No estudo da literatura médica pertinente ao tema (Damiani, 2002; Maciel-Guerra & Guerra Júnior, 2002), os autores ressaltam que, imediatamente após o nascimento de uma criança com um distúrbio da diferenciação do sexo, o principal objetivo é o diagnóstico preciso de sua etiologia para definição do sexo de criação. Preferencialmente, feita de forma ágil, com o intuito de evitar situações de risco para a vida do sujeito como em casos de hiperplasia congênita da supra-renal na forma perdedora de sal.

Essa conduta também visa minorar problemas psicológicos e sociais com os quais a família possivelmente se defronta frente à incerteza do sexo do seu filho (Maciel-Guerra & Guerra-Junior, 2002). Já nos casos mais tardiamente diagnosticados, durante a puberdade ou em idade adulta, a atuação e conduta dos profissionais devem minimizar esses danos (idem).

Quanto à idade em que os pacientes com ambiguidade genital chegaram ao hospital, os entrevistados relataram que, em geral, são recém-natos, até crianças de 2 a 4 anos de idade. “E quando se trata de problemas relacionados ao desenvolvimento de características sexuais secundárias, a faixa etária é [...], púbere ou pré-púbere, 11 e 15 anos” (Gen2). No que concerne ao tratamento tardio, na adolescência ou fase adulta, a fala dos profissionais demonstra a complexidade de abordar o tema tanto na idade adulta quanto na infância.

O ideal, relata um cirurgião: “é quando se chega a um diagnóstico no período neonatal e aí sim a condição é muito melhor” (CirPed). Em contrapartida, relata um dos geneticistas: “as pessoas muitas vezes já vem com o sexo social (da criança) definido, apesar do problema, aí é que é uma situação extremamente delicada” (Gen2). E o endocrinologista citou um exemplo: “os pais já entraram aqui dizendo: ‘olha, eu tenho uma menina, ela já tem nome de menina’. A maioria das vezes ela fica como menina, mesmo a gente sabendo que o cariótipo não é esse” (Endo).

Em todos esses casos o diagnóstico preciso é de suma importância porque conduz todos os procedimentos terapêuticos e permitirá a definição do sexo de criação. Vale ressaltar dois pontos destacados pelos profissionais entrevistados: a importância do processo diagnóstico e que este nem sempre é realizado de forma ágil, podendo ficar suspenso por um tempo indefinido. Este tempo irá depender do serviço e recursos do hospital.

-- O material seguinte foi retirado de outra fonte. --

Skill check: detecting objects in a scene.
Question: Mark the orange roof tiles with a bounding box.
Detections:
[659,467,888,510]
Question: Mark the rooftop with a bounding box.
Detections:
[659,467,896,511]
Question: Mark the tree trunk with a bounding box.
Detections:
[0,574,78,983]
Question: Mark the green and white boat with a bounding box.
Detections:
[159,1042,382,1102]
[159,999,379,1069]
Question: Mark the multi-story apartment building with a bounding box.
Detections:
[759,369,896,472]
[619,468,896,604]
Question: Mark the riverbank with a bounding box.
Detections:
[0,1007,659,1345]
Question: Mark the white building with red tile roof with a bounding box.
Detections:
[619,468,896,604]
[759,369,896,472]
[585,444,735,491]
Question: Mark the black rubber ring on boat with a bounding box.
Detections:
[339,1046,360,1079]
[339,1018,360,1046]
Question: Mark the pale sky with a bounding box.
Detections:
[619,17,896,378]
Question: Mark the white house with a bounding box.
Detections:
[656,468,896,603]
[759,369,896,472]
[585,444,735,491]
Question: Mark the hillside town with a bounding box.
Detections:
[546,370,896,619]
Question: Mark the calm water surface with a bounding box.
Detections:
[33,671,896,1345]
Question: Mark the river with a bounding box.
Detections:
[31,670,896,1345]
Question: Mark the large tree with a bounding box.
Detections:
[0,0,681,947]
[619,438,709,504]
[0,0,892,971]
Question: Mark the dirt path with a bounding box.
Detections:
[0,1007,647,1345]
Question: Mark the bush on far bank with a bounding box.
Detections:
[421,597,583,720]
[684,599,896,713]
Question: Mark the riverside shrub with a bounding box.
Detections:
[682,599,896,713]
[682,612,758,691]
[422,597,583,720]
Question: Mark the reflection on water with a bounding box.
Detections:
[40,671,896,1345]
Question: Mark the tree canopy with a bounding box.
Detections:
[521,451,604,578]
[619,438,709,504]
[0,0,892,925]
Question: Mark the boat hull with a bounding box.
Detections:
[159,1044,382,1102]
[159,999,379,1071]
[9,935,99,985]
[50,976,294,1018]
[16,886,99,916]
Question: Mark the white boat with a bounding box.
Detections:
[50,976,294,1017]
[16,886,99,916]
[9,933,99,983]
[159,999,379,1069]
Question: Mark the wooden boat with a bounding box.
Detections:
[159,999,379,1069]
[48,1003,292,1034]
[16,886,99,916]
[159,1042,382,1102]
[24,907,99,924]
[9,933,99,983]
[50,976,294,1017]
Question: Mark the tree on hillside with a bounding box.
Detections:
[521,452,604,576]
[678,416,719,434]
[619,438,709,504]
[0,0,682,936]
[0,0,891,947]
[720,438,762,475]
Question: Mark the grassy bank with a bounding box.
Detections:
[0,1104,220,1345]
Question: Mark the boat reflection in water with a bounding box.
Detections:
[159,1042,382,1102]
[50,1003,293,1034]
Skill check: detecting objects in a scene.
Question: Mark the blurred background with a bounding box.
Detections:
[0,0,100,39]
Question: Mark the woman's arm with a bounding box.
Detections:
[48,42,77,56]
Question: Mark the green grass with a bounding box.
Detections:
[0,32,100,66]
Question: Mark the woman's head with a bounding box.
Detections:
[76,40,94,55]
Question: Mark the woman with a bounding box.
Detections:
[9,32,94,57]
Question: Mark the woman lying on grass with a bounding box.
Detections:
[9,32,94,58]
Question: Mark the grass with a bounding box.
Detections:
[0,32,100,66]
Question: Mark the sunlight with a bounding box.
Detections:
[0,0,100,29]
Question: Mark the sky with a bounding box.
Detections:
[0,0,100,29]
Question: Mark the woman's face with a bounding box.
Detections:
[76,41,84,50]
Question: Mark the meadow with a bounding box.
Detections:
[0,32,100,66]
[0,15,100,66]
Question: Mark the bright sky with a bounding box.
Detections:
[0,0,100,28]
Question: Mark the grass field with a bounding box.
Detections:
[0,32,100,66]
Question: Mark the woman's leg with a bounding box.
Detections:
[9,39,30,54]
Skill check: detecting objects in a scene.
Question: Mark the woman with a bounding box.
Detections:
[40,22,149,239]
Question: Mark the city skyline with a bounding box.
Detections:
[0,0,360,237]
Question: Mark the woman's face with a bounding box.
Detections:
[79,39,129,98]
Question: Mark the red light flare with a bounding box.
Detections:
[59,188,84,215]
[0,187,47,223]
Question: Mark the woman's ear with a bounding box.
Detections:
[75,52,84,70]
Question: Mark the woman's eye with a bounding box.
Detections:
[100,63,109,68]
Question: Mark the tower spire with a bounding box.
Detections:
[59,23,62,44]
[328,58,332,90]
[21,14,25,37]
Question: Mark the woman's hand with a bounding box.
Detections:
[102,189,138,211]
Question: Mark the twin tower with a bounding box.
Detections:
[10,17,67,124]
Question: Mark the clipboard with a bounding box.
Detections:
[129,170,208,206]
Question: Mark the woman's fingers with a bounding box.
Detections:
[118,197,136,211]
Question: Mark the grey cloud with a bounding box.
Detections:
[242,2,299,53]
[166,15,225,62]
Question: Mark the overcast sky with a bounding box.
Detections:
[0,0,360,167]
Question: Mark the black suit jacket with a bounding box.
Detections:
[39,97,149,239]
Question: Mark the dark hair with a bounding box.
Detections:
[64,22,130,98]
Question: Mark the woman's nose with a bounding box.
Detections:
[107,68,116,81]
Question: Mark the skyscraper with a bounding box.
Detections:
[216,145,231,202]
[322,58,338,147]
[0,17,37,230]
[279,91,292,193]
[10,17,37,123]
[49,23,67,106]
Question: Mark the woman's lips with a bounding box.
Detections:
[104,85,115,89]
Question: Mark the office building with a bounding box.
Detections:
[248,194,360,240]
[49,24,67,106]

Dentre as dificuldades, um dos geneticistas citou a interrupção do tratamento devido à falta de estrutura: “a falta de uma estrutura que permita, uma vez identificado esse paciente, que ele não seja perdido, que ele não volte lá para o interior e nunca mais retorne” (Gen2). Por outro lado, se o paciente volta, a dificuldade consiste na realização de exames.

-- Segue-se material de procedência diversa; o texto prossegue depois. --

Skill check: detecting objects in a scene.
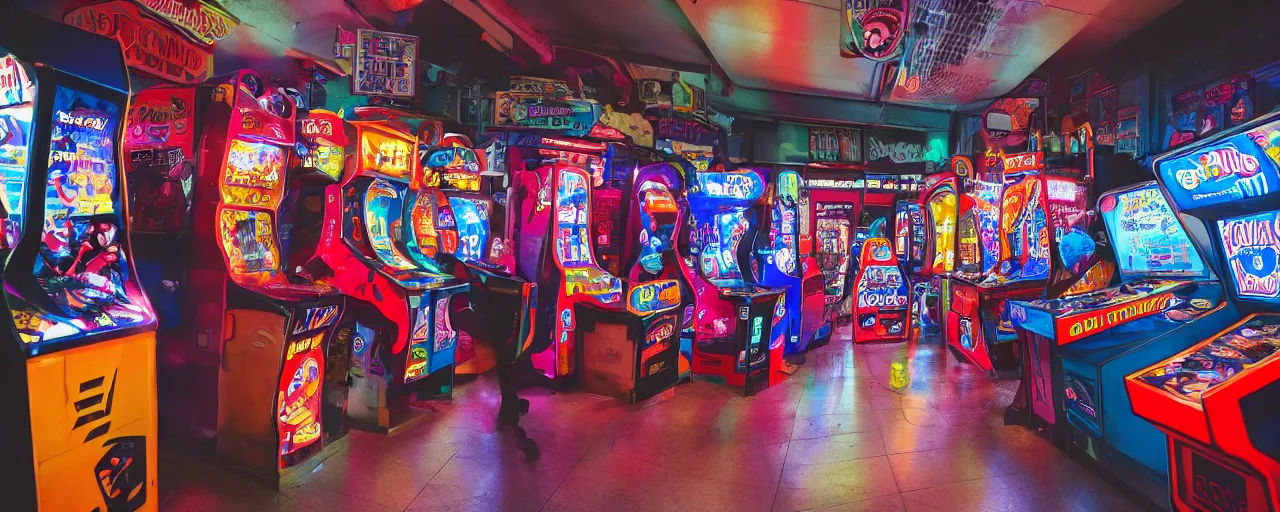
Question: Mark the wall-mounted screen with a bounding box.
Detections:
[1217,211,1280,303]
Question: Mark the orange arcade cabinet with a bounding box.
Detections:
[309,109,467,431]
[1125,113,1280,511]
[854,238,911,343]
[184,70,343,485]
[914,167,963,343]
[0,13,159,511]
[419,129,538,424]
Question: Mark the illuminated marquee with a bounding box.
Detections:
[360,131,417,178]
[0,55,31,109]
[136,0,239,45]
[627,279,680,316]
[1004,151,1044,174]
[63,0,214,83]
[1055,293,1174,346]
[1217,211,1280,300]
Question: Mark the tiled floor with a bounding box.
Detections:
[160,330,1139,512]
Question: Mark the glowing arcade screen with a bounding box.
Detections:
[925,188,956,274]
[220,209,280,275]
[449,197,489,262]
[14,86,152,343]
[1158,122,1280,210]
[769,170,800,275]
[1000,175,1048,280]
[636,180,677,274]
[1098,183,1208,278]
[691,210,749,285]
[858,238,909,310]
[0,55,36,248]
[970,180,1004,274]
[364,179,417,270]
[360,129,417,178]
[1139,315,1280,402]
[221,140,284,209]
[556,169,595,268]
[1217,211,1280,303]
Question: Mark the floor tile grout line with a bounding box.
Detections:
[538,417,625,512]
[401,444,462,512]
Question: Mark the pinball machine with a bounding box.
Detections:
[1125,113,1280,511]
[311,109,468,431]
[419,129,538,424]
[913,168,963,343]
[678,165,785,396]
[0,13,159,511]
[893,200,924,275]
[748,169,826,356]
[513,159,637,381]
[570,163,689,402]
[945,152,1050,375]
[1010,182,1234,503]
[183,70,344,485]
[852,237,911,343]
[801,169,861,339]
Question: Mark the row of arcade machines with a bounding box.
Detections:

Sabe-se que a investigação diagnóstica de uma ambiguidade genital tem início com o reconhecimento do sexo ao nível cromossômico por meio da realização de exame de cariótipo (Maciel-Guerra & Guerra-Junior, 2002). Sobre a avaliação genética nos casos de ambiguidade genital, o Conselho Federal de Medicina (2003) define que esta deve incluir o aconselhamento genético, bem como os exames laboratoriais, sendo o cariótipo um dos exames obrigatórios.

Os geneticistas e o médico endocrinologista entrevistado relataram que esse exame não é realizado nem no hospital estudado, nem no Estado. As famílias precisam pagar pelo cariótipo. O material é coletado em laboratórios particulares e enviado para ser realizado em outro Estado. Além disso, os médicos mencionaram outros exames, que não o cariótipo, que são necessários pra se definir um diagnóstico específico e que também são de difícil acesso, como dosagem hormonal e exames de imagem.

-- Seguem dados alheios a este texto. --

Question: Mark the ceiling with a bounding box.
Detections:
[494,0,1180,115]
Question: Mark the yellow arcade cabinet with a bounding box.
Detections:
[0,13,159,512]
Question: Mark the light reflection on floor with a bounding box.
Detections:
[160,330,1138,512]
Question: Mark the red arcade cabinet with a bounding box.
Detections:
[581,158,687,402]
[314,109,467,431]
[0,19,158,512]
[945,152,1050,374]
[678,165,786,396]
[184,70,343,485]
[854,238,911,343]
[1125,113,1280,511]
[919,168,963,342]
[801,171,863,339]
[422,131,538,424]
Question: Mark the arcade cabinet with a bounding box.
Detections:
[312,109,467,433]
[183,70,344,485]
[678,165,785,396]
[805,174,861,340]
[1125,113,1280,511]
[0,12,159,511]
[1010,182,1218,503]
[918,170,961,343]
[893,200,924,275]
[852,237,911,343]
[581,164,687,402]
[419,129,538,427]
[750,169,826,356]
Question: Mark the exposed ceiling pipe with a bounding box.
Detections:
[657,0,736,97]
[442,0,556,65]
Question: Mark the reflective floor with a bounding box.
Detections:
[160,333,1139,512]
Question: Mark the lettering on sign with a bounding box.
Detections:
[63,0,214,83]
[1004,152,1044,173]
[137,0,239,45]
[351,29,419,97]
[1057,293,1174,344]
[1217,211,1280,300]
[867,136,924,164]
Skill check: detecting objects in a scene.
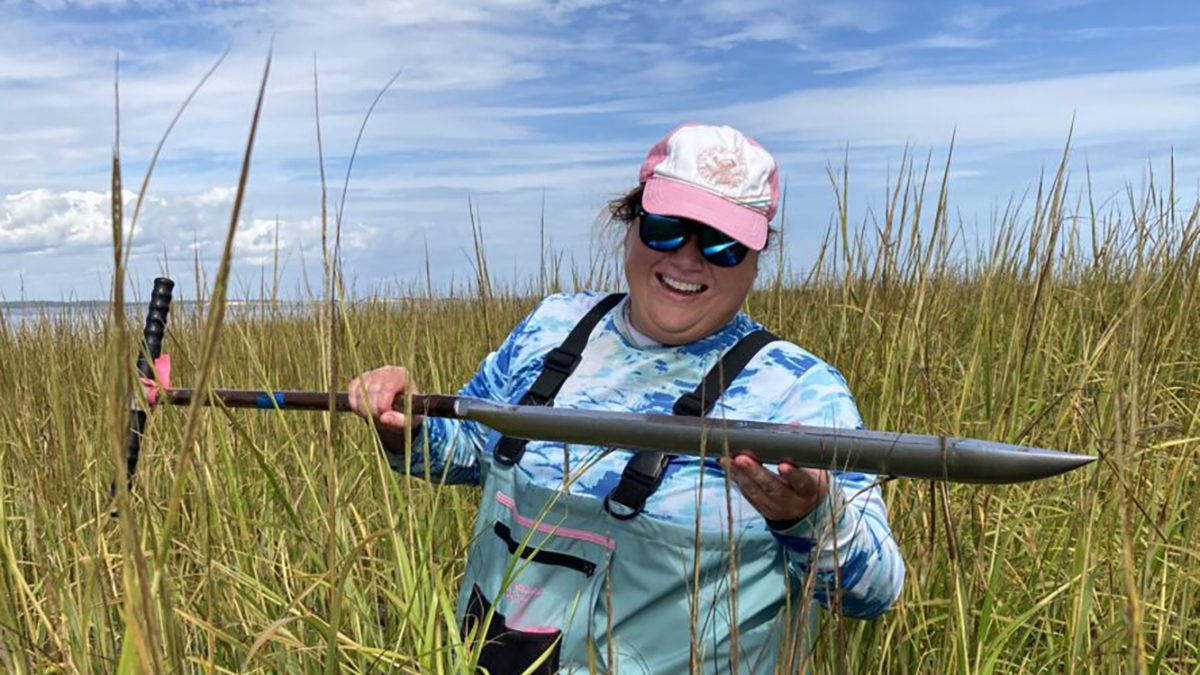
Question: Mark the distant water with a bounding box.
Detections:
[0,300,319,328]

Outra questão significativa mencionada a respeito do diagnóstico e do tratamento concerne ao reconhecimento pelos profissionais de que a ambiguidade genital causa um grande impacto na família, aspecto sobre o qual iremos discorrer a seguir.

A família: participação e decisões

Incluir a família nas discussões sobre as condutas a serem adotadas em casos de ambiguidade genital nem sempre foi ato relevante para o corpo médico, como assinala Spinola-Castro (2005). A responsabilidade da decisão do sexo de criação recaía inicialmente sobre a equipe multiprofissional, privando a família das informações e decisões, utilizando termos técnicos no restrito contato. “A família era orientada para não discutir com a criança a sua condição, e os profissionais responsáveis por esses pacientes eram, por sua vez, orientados a sempre reforçar junto à família a adequação do gênero estabelecido” (Spinola-Castro, 2005, p. 49-50).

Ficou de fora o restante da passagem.